En 20 ans, le capital-investissement marocain a traversé plusieurs cycles. Les débuts furent hésitants, avec quelques échecs marquants qui ont laissé une empreinte chez certains investisseurs institutionnels. Aujourd'hui, cependant, et particulièrement depuis la pandémie, le secteur connaît une dynamique exceptionnelle, enchaînant succès et records. Jamais auparavant les acteurs du secteur n'avaient atteint de tels niveaux en termes de taille et de performances.
En 2023, les levées de fonds ont atteint 3 milliards de dirhams, pour un total d’investissements de 2,5 milliards de dirhams, des chiffres sans précédent. Mais l'un des indicateurs clés de performance dans ce secteur demeure les sorties, communément appelées exits. En effet, s’il est relativement facile de trouver des entreprises dans lesquelles investir, il est beaucoup plus complexe d’en sortir tout en générant une rentabilité satisfaisante, et ce, au bon moment.
Sur ce plan, le secteur montre également des signaux encourageants : au cours des cinq dernières années, les montants des exits ont été multipliés par quatre.

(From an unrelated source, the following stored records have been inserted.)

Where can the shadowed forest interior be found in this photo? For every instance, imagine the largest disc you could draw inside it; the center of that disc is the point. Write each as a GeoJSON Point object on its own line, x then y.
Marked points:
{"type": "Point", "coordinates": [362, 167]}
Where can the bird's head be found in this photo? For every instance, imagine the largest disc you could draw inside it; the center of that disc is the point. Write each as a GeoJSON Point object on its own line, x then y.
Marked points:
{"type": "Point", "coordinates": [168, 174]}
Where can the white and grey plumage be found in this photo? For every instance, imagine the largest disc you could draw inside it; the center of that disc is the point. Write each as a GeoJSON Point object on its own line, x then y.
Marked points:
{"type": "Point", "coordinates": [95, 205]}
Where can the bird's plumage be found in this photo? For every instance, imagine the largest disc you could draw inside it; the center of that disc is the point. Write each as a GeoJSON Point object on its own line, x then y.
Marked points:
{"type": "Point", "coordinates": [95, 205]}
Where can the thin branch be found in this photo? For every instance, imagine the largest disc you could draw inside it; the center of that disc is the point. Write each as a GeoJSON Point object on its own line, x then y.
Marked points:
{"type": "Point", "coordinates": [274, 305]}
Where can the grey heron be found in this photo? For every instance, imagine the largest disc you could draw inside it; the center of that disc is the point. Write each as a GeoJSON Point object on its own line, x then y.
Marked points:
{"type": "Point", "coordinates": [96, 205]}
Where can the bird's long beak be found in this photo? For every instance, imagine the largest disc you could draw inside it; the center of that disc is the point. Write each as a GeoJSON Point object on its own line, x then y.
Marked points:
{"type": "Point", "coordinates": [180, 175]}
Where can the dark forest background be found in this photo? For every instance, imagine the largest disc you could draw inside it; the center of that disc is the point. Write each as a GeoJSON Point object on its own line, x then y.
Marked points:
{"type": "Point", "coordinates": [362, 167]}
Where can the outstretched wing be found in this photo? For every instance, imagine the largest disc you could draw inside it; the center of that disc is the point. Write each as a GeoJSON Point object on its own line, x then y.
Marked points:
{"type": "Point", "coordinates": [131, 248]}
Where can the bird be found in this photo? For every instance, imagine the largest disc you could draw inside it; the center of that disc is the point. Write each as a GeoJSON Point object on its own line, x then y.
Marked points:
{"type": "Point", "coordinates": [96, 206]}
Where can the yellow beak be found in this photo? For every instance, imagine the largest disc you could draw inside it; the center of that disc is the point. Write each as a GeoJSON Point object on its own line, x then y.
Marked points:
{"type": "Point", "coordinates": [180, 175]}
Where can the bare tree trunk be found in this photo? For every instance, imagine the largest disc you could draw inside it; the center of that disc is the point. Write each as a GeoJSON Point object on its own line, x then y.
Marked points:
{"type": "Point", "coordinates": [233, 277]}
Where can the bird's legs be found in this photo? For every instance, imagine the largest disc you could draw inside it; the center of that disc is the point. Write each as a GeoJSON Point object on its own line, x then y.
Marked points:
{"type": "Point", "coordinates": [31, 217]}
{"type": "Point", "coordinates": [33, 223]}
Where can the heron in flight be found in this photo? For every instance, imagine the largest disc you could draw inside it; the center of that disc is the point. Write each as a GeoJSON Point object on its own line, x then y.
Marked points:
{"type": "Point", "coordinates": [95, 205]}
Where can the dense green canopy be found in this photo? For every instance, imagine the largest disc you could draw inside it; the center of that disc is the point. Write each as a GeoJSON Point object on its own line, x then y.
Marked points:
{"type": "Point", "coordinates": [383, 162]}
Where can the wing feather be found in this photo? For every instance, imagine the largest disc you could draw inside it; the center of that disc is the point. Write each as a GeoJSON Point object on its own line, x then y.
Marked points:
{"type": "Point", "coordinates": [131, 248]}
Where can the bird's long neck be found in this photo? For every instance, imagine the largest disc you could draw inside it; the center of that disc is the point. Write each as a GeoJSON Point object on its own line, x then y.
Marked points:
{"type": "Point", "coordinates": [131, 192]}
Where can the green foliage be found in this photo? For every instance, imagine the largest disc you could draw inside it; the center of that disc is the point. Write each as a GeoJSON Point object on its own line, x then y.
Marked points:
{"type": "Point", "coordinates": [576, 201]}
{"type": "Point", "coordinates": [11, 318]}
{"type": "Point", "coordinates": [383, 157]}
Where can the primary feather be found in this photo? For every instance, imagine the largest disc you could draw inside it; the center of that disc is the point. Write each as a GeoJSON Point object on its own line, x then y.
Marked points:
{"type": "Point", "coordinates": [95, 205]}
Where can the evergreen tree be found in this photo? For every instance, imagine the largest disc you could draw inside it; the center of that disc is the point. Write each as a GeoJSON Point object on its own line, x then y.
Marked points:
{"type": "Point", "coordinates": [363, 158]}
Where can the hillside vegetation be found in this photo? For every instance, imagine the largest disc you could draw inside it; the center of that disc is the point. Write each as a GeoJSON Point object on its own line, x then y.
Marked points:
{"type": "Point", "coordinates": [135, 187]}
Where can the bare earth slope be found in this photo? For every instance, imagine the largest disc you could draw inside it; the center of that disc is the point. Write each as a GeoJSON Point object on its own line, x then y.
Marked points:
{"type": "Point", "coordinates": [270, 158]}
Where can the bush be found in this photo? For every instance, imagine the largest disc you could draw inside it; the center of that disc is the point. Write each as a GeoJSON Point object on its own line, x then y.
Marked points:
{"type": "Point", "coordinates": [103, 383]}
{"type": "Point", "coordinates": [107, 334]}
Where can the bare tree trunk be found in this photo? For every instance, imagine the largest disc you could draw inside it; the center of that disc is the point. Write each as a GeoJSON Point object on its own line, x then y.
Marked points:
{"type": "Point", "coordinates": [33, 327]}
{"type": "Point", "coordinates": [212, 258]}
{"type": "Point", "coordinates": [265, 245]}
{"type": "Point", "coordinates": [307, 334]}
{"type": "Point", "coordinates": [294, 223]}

En 2023, ces montants ont dépassé le milliard de dirhams. L’introduction récente en Bourse de CMGP illustre cette tendance, avec un exit de plus de 700 millions de dirhams, sans compter plusieurs opérations du secteur, moins médiatisées, à travers des cessions à d'autres fonds ou à des industries.
Un cercle vertueux grâce à la Bourse
Pour Younès Benjelloun, directeur général de CFG Bank, la période récente a marqué un tournant décisif pour l’industrie du capital-investissement grâce à une multiplication des sorties réussies. « La Bourse, qui constitue la sortie idéale pour ce type d’investissement, a permis d’opérer des transactions à grand succès. Ces performances renforcent la confiance des investisseurs, notamment étrangers, et les encouragent à confier davantage de capitaux aux gestionnaires marocains », explique-t-il.
Selon Benjelloun, la capacité des sociétés de gestion à démontrer que les capitaux investis peuvent être récupérés avec un bon timing et une rentabilité optimale, grâce à l’apport de la Bourse, a créé un cercle vertueux pour le secteur.
Younès Benjelloun, dont l’établissement a conseillé l’opération CMGP aux côtés d’Attijari Finances Corp, souligne également le caractère singulier de cette transaction : « Cette introduction en Bourse était tout sauf classique. L’actionnariat de CMGP est très particulier, comparé aux structures traditionnelles. Habituellement, les IPO concernent des entreprises familiales ou des sociétés contrôlées par une famille fondatrice, accompagnée de capital-investisseurs. Ici, c’est une première au Maroc, avec des capital-investisseurs en tant qu’actionnaires majoritaires. »
Cette configuration atypique, selon lui, a nécessité davantage de temps pour convaincre l’Autorité marocaine du marché des capitaux (AMMC). Néanmoins, elle pourrait servir de modèle et de référence pour des opérations similaires à l’avenir.
Des tabous qui tombent
Younès Benjelloun se rappelle qu’il y a encore peu de temps, les IPO réalisées dans le cadre d’un exit de fonds d’investissement étaient perçues négativement par le marché. Il se félicite aujourd’hui du changement de perception, à mesure que le rôle des fonds est mieux compris. Ces sorties ne sont plus interprétées comme un manque de potentiel de croissance des entreprises, mais bien comme une étape naturelle dans leur cycle de développement.
« Une sortie d’un fonds de private equity n’est rien d’autre qu’une étape de liquidité, issue d’une augmentation de capital réalisée il y a deux ou trois ans. Pour assurer le bon fonctionnement de ces fonds et leur permettre de financer d’autres entreprises, il est logique et normal qu’ils cèdent leurs participations au moment opportun », conclut-il.